Photo Marc Van Ceunebroeck/LOSC.fr
La trajectoire de Silke Demeyere se confond ainsi en grande partie avec celle de la section féminine du LOSC, avec ses diverses émotions, positives (le titre de D2 en 2017, la finale de coupe en 2019) et négatives (la des ente en 2019, les non-remontées). Individuellement, elle aura fait profiter le public lillois de sa hargne et, soulignons-le aussi, de ses qualités techniques (geste préférée : le passement de jambe et-je-me-retourne-hop-t’as-rien-vu). Après six saisons, elle est la plus capée du club et est ainsi la Marceau Sommerlynck au féminin : elle a joué 117 matches officiels (dont 109 comme titulaire) : 39 en D1 et 64 en D2 et 14 en coupe. Elle a inscrit 14 buts (1 en D1, 11 en D2, et 3 en coupe), a pris 18 cartons jaunes (et n’a jamais été expulsée !). très régulière dans ses performances, elle reste sur une série impressionnante puisqu’elle n’a pas raté un match depuis novembre 2019 (contre Saint-Etienne, où elle était suspendue).

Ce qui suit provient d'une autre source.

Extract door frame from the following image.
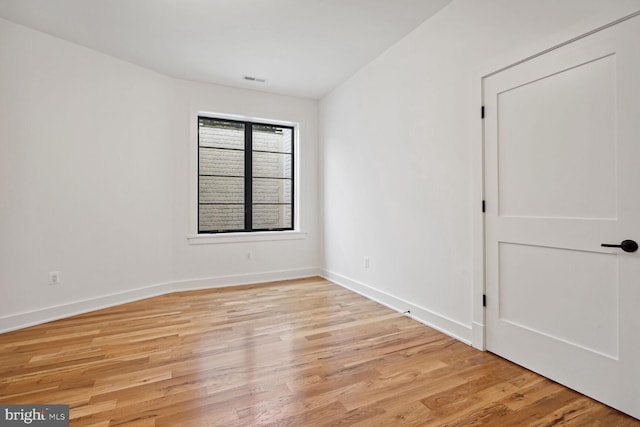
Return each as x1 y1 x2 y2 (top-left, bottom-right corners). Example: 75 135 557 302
469 6 640 351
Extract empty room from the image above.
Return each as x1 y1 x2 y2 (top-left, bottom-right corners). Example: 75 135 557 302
0 0 640 427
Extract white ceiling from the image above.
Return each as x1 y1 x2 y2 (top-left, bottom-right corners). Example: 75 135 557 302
0 0 451 98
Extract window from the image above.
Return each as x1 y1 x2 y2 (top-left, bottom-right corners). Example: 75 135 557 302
198 116 294 234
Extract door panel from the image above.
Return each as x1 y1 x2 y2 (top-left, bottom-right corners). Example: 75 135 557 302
497 55 617 218
498 243 619 359
483 14 640 418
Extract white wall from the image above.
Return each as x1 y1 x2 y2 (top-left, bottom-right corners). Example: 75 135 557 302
320 0 640 342
0 16 319 331
0 15 172 329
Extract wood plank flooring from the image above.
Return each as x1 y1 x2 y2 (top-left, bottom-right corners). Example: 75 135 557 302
0 278 640 427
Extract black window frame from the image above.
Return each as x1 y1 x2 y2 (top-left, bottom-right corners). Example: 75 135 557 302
197 114 296 235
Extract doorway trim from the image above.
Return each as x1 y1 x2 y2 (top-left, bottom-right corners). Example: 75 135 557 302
469 7 640 350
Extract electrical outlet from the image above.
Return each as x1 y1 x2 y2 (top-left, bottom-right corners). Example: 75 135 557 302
49 271 60 285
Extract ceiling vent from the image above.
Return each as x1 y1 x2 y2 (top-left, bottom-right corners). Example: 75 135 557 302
244 76 267 83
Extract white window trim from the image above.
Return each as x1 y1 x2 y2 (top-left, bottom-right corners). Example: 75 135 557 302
186 109 307 245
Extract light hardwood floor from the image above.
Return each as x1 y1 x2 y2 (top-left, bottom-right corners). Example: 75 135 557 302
0 278 640 427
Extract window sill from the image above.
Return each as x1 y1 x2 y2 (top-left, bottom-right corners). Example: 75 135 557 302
187 231 307 245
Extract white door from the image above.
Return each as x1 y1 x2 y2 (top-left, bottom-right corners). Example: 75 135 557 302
483 17 640 418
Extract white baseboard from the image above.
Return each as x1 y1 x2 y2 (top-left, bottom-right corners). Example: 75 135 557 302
0 268 322 333
471 322 486 351
320 270 472 345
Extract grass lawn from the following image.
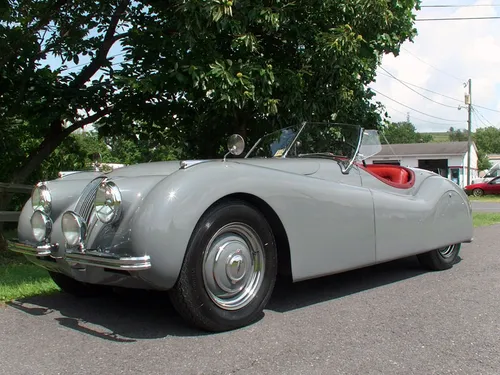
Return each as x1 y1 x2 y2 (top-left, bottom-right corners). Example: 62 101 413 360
469 195 500 202
472 212 500 227
0 232 60 304
0 263 59 303
0 212 500 304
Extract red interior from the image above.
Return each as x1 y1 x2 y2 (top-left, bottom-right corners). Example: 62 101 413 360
360 164 415 189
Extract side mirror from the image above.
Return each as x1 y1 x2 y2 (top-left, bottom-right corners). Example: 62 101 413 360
226 134 245 156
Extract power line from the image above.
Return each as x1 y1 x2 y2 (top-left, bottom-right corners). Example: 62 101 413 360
401 47 466 83
475 104 500 113
386 105 463 126
380 73 463 103
380 67 457 109
473 110 488 129
415 16 500 21
377 67 500 113
472 106 495 126
370 87 458 122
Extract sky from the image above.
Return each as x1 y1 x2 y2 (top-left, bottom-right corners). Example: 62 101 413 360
369 0 500 132
47 0 500 132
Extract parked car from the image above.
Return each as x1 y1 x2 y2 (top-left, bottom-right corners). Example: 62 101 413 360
464 177 500 197
9 123 473 331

Et si on remonte un peu plus loin, ce match contre l’ASSE est le seul qu’elle a raté depuis décembre 2018 !
Après le match de Nantes en mars, Patrick Robert lui remet le trophée de « joueuse du mois » /Photo DBC
Au-delà de la joueuse, on souhaite aussi souligner qu’on a énormément apprécié la personne, aussi agressive sur un terrain qu’avenante et abordable en dehors. C’est d’ailleurs ce décalage qui contribue à l’apprécier. Heureux Havrais ! Silke : merci pour ce passage au LOSC. On te souhaite toute la réussite dans tes futurs projets !
Grand merci à Marc Van Ceunebroeck pour ses photos, et à Arnaud Mahieu pour ses statistiques.

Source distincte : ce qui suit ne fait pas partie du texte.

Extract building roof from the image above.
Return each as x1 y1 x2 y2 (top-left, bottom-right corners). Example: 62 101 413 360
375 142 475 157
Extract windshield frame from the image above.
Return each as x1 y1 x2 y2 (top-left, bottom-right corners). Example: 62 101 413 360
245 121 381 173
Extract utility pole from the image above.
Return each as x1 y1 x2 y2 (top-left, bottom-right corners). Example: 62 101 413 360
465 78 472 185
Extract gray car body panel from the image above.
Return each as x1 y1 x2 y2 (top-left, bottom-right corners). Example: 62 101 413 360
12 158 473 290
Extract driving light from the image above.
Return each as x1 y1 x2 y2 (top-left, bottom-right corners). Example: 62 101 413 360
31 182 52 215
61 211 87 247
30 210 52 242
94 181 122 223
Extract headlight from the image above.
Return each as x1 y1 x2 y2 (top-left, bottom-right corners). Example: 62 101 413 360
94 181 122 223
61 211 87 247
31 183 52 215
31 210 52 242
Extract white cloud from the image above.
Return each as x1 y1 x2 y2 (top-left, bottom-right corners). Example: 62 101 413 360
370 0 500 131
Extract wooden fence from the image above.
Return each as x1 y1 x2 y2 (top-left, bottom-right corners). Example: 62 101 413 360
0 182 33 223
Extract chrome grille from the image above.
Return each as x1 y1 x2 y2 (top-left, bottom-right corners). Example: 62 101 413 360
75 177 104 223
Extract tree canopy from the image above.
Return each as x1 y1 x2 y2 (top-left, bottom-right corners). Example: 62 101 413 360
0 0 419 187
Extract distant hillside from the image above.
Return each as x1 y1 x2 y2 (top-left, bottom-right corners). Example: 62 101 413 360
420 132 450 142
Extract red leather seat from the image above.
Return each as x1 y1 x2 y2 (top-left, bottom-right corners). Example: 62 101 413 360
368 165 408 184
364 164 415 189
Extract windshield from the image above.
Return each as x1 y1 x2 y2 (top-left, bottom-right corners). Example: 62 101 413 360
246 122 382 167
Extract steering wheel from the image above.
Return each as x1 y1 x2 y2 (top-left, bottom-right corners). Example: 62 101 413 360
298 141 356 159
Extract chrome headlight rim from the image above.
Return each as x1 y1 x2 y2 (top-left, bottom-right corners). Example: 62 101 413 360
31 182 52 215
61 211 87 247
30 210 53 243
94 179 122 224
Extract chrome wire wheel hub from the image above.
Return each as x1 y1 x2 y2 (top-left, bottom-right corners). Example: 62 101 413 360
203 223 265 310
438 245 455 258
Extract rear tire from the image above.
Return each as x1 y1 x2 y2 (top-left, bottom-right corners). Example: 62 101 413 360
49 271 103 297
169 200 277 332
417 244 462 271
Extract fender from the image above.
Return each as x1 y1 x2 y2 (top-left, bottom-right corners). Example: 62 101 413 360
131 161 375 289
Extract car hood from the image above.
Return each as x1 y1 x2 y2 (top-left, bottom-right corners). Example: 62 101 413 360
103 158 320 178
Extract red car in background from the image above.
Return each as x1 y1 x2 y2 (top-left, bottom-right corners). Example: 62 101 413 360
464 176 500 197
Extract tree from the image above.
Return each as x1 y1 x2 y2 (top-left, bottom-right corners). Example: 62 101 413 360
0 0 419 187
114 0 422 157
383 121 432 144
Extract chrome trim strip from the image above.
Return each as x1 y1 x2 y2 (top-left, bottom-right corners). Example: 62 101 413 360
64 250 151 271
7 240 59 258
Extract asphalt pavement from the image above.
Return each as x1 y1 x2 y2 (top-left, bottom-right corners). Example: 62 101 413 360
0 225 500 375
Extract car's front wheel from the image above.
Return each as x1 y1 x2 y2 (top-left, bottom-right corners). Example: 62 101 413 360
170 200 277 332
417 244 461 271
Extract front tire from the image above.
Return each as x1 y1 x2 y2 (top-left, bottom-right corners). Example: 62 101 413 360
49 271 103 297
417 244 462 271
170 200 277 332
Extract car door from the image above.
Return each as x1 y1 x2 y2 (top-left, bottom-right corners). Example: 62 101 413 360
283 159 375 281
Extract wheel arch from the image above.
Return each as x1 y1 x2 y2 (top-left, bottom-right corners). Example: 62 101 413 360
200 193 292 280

Le reportage du LOSC à l’occasion du 100e match de Silke :
1 Vandenbergh (en équipe première du LOSC en 1986), Desmet (1986), Van Der Heyden (1998), Mirallas (2004), Hazard (2007), Bruno (2011), Klonaridis (2012), Origi (2013), Guillaume (2015) sont en effet tous attaquants ou milieux offensifs.
En remontant plus loin, Jean Lechantre (belge naturalisé français en 1944) était aussi attaquant. Seul Robert Meuris (1955) était défenseur, mais il avait les deux nationalités, française et belge.
Chez les femmes, Chrystal Lermusiaux (2018) a poursuivi la norme des belges défensives.